Hereafter government warnings would be addressed not to foods themselves but to ingredients. The result, according to Pollan, was the deluge of ingredients that were added by food marketers to promote their denatured product. The problem, Pollan points out, is not that these additives are worthless but that they are extracted from their natural origins and may not have the intended effect. “The problem with nutrient-by-nutrient nutrition science,” according to Marion Nestle, a New York University nutritionist, “is that it takes the nutrient out of the context of the food, the food out of the context of the diet, and the diet out of the context of the lifestyle.” The nutritionists hired by food manufacturers to enhance and promote their refined grains face a problem familiar to economists: an abundance of complex variables, including the vagaries of human nature, that make forecasting highly problematic.
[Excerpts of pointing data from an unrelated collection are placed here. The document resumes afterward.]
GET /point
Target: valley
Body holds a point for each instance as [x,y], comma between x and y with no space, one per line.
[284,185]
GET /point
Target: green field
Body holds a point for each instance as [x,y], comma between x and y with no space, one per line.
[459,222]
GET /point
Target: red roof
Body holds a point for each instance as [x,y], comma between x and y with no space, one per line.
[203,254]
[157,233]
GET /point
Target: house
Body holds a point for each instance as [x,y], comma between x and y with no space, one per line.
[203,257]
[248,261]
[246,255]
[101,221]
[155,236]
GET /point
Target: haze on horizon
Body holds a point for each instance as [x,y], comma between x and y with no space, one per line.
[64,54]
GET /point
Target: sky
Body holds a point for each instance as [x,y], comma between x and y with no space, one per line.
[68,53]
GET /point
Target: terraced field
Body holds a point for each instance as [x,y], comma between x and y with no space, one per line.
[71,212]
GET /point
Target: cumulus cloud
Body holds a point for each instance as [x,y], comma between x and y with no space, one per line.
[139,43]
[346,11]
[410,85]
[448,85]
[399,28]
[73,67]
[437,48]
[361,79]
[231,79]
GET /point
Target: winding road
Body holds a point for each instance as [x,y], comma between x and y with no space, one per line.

Pollan goes further:

The uncomfortable fact is that the entire field of nutritional science rests on a foundation of ignorance and lies about the most basic question of nutrition: What are people eating?

Pollan tested this claim over lunch with Dr. Nestle, asking if he was “perhaps being too harsh.” She smiled and replied,

To really know what a person is eating you’d have to have a second invisible person following [him] around, taking photographs, looking at ingredients, and consulting accurate food composition tables, which we don’t have….

It’s impossible. Are people unconsciously underestimating consumption of things they think the researcher thinks are bad or overestimating consumption of things the researcher thinks are good? We don’t know. Probably both. The issue of reporting is extraordinarily serious. We have to ask, How accurate are the data?

Another leading nutritionist, Professor Gladys Block, nearing retirement at Berkeley and the designer of the Food Frequency Questionnaires on which the Womens’ Health Initiative based its survey, goes further: “It’s a mess…. I don’t believe anything I read in nutritional epidemiology anymore. I’m so skeptical at this point.” Pollan concludes that

thirty years of nutritional advice have left us fatter, sicker, and more poorly nourished. Which is why we find ourselves in the predicament we do: in need of a whole new way to think about eating.

The best way to learn this new way is to read Pollan’s new book and then its predecessor, his wonderful Omnivore’s Dilemma. I have done that and in two weeks have lost eight pounds and feel fine. You will too.